And they royally screwed it up. The basically the electronics system allowing people to take the test, the online electronics system failed massively for large numbers of test takers, resulting in a bunch of people who just weren't able to even finish the test or go through all the answers. And it was later revealed a bunch of the multi state a bunch of the multiple choice questions were written
by non lawyers utilizing AI. So we were now in this position where the California Bar examiners were having to go to the California State Supreme Court, which, for those who don't know, there's the US Supreme Court in Washington, DC. You know, Chief Justice Roberts Clarence Thomas Samlito. Every individual state has its own state Supreme Court. There's a California State Supreme Court, Utah State Supreme Court, Hawaii State Supreme Court, Montana,
et cetera. California's State Supreme Court overseas certain aspects of the legal profession, and because of the exceptional circumstances here, the California Bar Examiners are petitioning the State Supreme Court to lower the passing grade for this February bar exam, given how royally was screwed up. Results are supposed to be released on May second. Yesterday, it was revealed, though, that the State Bar still hadn't even submitted its brief.

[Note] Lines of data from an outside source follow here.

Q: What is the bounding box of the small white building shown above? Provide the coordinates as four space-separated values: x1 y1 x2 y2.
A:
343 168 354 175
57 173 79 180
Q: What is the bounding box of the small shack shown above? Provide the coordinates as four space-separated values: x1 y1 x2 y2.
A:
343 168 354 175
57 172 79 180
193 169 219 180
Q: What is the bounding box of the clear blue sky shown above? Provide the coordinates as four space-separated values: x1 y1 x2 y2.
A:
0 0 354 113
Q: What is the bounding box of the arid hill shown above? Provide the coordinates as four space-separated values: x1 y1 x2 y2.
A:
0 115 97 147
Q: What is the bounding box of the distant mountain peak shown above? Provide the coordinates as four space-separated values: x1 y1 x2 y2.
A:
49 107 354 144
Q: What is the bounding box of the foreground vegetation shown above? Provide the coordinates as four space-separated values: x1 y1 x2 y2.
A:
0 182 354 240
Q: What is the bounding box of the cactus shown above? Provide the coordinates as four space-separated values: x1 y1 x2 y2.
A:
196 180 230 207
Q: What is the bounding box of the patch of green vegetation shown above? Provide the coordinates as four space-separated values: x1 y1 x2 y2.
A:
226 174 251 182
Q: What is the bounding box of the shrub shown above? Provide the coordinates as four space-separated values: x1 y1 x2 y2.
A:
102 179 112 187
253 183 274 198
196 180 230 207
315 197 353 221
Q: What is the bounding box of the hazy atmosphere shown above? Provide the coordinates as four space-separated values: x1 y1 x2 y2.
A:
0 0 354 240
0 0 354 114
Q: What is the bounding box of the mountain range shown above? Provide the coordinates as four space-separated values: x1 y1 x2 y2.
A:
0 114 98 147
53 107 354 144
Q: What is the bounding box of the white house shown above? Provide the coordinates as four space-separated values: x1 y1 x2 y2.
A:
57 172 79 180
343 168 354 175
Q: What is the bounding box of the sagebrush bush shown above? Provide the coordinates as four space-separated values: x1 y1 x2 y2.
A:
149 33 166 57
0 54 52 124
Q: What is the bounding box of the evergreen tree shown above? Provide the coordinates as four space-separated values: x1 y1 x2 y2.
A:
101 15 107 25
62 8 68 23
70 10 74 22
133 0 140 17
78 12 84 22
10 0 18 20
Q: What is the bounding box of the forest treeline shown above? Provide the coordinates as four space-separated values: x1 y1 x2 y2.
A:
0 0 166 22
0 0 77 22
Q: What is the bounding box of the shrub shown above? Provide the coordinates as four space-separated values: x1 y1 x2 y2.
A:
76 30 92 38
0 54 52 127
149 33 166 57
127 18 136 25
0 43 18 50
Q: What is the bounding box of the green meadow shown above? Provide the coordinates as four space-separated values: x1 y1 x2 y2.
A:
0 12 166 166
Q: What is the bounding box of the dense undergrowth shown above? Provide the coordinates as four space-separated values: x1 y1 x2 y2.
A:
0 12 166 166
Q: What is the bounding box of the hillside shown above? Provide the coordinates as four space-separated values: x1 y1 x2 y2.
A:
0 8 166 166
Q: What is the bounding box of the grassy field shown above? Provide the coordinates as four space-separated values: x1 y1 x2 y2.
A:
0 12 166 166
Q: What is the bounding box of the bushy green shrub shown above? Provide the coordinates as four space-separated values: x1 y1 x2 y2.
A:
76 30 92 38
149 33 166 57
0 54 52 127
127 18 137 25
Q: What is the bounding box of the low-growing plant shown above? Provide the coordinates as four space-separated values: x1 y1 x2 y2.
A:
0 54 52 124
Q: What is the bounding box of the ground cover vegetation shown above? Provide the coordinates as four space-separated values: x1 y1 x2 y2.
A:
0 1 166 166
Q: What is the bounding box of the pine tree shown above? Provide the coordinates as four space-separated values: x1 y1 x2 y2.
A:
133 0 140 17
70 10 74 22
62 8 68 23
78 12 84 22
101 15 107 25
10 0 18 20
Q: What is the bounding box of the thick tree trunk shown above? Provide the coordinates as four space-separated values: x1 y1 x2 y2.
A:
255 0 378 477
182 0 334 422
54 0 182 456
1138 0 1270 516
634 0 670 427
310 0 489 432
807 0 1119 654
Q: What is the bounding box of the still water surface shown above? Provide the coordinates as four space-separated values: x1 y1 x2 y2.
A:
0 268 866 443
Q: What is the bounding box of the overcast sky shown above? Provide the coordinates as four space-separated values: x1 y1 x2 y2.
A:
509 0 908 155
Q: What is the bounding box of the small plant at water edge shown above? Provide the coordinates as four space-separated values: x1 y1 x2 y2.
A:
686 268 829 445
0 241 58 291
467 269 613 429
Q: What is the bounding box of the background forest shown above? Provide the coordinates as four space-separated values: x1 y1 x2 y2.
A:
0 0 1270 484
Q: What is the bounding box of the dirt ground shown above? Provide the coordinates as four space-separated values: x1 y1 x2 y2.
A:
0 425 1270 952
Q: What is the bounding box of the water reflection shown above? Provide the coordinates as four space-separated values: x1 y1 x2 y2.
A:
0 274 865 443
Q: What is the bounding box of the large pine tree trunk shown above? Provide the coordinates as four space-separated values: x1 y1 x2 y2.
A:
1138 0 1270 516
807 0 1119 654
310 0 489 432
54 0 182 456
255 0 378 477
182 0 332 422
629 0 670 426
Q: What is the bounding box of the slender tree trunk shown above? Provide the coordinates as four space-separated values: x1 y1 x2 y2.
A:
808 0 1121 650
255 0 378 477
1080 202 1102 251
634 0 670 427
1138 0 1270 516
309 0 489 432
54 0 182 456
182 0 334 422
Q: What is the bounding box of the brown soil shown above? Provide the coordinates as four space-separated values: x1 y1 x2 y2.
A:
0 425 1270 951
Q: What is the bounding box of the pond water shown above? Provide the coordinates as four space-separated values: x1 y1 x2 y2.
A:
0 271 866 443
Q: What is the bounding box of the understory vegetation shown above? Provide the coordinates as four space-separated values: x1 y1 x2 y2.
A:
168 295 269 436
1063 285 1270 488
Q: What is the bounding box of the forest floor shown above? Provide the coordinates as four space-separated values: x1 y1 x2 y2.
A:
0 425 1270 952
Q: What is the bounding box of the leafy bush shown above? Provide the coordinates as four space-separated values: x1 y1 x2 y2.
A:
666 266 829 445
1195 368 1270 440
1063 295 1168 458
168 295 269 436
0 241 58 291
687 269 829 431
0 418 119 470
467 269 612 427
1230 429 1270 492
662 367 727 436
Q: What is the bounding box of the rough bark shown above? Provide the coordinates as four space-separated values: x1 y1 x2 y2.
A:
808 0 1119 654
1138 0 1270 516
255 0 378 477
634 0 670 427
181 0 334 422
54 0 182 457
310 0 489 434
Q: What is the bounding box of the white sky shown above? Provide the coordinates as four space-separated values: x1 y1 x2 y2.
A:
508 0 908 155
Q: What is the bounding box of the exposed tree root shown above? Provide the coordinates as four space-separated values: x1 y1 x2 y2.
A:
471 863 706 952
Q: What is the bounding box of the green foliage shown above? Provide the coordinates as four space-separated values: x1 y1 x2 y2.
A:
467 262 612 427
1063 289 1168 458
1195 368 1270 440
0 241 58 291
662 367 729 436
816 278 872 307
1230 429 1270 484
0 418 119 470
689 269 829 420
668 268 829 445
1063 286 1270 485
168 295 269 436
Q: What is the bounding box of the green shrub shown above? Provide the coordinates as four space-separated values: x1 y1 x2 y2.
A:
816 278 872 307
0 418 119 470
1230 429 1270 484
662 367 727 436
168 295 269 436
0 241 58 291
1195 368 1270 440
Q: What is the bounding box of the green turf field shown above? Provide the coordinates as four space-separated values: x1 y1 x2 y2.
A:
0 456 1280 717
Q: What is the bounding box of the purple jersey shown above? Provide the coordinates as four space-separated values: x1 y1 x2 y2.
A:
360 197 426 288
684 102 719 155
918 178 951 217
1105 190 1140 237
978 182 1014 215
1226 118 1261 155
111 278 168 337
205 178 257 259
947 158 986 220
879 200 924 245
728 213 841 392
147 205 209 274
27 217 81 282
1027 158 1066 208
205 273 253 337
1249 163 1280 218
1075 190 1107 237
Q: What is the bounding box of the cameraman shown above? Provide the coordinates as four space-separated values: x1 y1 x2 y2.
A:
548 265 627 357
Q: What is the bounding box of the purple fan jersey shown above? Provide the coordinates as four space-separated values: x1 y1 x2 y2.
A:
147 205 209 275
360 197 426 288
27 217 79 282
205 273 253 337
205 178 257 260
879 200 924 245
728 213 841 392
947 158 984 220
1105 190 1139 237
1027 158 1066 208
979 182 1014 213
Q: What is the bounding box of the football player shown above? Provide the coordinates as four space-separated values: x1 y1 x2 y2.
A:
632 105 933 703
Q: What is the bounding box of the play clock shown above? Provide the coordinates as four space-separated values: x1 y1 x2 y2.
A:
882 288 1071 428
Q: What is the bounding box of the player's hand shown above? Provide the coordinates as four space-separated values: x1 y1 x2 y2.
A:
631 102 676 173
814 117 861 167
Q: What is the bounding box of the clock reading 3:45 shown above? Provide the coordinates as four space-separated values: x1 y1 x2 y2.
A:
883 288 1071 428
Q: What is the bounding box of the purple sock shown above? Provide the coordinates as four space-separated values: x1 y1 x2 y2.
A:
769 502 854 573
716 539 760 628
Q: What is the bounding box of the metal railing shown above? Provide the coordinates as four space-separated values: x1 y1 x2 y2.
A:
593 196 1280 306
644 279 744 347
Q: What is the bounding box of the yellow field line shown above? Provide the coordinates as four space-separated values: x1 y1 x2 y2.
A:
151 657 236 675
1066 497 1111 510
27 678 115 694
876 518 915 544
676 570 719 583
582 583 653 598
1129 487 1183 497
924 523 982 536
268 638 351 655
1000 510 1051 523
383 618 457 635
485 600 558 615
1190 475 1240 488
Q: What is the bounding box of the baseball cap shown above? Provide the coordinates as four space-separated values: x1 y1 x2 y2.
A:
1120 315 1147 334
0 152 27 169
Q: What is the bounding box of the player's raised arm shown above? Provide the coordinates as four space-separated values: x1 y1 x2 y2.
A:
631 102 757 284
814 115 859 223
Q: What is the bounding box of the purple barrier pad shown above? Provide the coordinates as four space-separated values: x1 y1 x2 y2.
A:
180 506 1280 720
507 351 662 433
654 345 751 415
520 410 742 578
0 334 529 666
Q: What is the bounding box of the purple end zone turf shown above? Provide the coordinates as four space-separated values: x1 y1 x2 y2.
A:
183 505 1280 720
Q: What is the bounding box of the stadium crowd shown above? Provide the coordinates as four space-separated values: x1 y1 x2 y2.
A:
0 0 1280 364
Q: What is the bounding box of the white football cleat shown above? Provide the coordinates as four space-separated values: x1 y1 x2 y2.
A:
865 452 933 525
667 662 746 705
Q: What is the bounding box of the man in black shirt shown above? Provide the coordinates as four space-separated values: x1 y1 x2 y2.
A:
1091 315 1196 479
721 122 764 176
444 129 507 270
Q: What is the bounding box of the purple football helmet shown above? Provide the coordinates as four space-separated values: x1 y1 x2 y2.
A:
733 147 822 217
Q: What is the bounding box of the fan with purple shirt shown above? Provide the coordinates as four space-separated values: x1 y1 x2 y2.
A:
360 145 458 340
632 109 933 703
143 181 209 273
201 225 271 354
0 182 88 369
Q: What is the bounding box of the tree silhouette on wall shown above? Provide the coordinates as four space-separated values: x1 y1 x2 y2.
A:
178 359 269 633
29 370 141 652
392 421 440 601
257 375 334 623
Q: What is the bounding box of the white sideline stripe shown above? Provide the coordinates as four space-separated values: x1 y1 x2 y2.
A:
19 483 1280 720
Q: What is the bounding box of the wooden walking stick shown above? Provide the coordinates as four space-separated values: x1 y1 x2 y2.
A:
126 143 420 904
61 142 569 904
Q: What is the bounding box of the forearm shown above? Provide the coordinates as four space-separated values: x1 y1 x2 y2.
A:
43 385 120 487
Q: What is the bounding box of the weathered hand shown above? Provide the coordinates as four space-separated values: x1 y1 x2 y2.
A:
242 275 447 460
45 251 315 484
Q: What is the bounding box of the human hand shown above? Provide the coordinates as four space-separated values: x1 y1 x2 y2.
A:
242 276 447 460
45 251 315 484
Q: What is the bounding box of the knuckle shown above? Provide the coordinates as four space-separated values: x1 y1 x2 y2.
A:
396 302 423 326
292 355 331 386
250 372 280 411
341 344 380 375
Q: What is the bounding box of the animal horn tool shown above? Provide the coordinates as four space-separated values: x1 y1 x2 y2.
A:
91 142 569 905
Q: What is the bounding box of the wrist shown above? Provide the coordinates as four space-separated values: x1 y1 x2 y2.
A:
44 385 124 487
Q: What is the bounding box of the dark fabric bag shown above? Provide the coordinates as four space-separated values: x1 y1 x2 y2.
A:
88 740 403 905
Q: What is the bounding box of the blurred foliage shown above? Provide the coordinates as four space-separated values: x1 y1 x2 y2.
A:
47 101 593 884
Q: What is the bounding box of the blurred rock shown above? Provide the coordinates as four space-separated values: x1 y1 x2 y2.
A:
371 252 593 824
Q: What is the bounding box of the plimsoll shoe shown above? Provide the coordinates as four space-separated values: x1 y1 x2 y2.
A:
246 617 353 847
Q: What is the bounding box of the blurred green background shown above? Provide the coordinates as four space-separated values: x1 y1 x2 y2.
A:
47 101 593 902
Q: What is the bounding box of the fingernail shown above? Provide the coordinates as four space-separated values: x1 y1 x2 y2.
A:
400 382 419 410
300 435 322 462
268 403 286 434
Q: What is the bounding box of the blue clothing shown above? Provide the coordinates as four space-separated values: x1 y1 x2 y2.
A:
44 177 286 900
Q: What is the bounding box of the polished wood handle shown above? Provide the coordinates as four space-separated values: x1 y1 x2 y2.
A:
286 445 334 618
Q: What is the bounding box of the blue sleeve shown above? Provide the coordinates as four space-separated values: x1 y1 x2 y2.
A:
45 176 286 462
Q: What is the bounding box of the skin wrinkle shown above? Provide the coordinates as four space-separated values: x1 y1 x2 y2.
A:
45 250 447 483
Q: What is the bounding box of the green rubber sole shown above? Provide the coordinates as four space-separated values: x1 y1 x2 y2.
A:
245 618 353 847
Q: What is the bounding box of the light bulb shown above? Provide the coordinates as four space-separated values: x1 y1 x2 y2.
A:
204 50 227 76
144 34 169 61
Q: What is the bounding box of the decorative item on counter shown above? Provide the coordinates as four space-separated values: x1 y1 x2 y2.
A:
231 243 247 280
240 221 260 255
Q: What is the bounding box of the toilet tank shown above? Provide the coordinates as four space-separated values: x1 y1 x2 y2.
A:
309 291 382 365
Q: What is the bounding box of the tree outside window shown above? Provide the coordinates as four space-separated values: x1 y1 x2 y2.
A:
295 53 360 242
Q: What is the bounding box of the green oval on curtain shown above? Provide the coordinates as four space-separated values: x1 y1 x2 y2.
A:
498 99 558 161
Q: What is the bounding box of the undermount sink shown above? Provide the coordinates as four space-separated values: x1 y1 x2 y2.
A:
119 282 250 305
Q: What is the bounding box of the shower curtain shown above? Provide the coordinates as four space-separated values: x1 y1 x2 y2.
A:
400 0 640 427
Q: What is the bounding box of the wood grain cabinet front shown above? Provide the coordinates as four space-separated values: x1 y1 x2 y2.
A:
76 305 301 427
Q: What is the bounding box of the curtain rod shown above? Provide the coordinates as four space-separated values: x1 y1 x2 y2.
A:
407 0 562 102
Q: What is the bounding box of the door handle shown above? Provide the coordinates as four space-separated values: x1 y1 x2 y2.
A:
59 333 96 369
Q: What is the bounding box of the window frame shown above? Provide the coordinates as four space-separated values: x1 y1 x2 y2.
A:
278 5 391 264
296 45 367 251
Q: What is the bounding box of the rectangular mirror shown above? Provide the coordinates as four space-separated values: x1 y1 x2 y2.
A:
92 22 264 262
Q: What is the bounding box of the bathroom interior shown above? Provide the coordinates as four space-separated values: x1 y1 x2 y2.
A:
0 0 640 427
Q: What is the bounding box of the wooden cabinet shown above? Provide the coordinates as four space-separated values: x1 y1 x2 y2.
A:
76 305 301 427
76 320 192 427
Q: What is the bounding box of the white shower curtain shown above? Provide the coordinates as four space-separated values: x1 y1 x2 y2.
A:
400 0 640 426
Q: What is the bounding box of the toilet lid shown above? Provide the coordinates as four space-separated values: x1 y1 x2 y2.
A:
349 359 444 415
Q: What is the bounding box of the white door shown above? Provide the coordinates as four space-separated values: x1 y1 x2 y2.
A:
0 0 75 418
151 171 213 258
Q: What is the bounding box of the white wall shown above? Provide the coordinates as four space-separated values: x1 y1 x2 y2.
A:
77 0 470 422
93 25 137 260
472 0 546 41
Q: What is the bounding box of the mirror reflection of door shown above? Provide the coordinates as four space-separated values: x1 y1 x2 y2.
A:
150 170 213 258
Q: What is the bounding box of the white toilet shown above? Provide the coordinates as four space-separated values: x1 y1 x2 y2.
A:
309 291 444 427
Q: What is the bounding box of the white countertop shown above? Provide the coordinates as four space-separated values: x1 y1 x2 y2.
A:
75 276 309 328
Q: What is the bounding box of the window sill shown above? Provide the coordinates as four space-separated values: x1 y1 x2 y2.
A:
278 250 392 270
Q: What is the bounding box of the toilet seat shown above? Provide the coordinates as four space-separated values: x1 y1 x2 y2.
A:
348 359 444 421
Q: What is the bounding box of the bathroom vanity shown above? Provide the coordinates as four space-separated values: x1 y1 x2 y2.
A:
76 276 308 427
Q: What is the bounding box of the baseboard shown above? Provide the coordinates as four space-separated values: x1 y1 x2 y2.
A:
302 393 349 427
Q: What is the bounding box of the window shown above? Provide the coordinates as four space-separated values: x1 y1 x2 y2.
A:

They're screwing up left and right. On April eighteenth, according to this statement from the State Bar, on April eighteenth, the Committee of Bar Examiners made its recommendations for scoring adjustments for the February bar exam. The CB asked US California's Supreme Court to rule on a petition the State Bar would file regarding those recommendations by Monday, April twenty eighth. Well, the problem is the State Bar hadn't even filed the petition,
and they're supposed to be filing it today. The timing of the petition will not give the Supreme Court, the State Supreme Court much time they write to rule in a manner that allows us to apply the scoring recommendations adopted by the Court and then release February Bar Exam results on May second. There may therefore be a slight delay in releasing results. This is a huge problem. This
is a huge problem. So first of all, how it impacts your professional prospects if you're admittance to the bar is being delayed, delayed, delayed, Can I start this job that I want? Well, we don't know. And then secondly, there's this all right, The idea of the bar exam is that it's a barrier to entry. It's deliberately hard. On the one hand, it's testing your knowledge of the law. On the other hand, it's just testing if you're smart
and hard working. It's testing whether you've got the goods to really study, really, really, really hard and absorb a lot of material. Because why, well, being a lawyer is a really important responsibility. Your conduct, your behavior can be the difference between a murderer going free or a murderer going to jail. It can be the difference between you know, millions of dollars going rightly or wrongly one way or another. We need good, just competent people being lawyers so that
justice can be administered throughout society. It's actually a really important thing. And they make it hard to pass the bar exame because they don't want dummies being lawyers. And I'm afraid, like, if you're lowering the standard because the state and I mean, what else can the state bar do? They screwed it up. They screwed it up. It wasn't the test takers. It screwed it up. They did. So if you're lowering the standard for admitting people in, are
we just going to concede? Well, I guess we're just gonna let a couple of people who are not as smart as we would normally like let them become lawyers. You know, it's not good, It really is not good. Are we going to get people who are gonna give people add legal advice like that? It's a really bad thing.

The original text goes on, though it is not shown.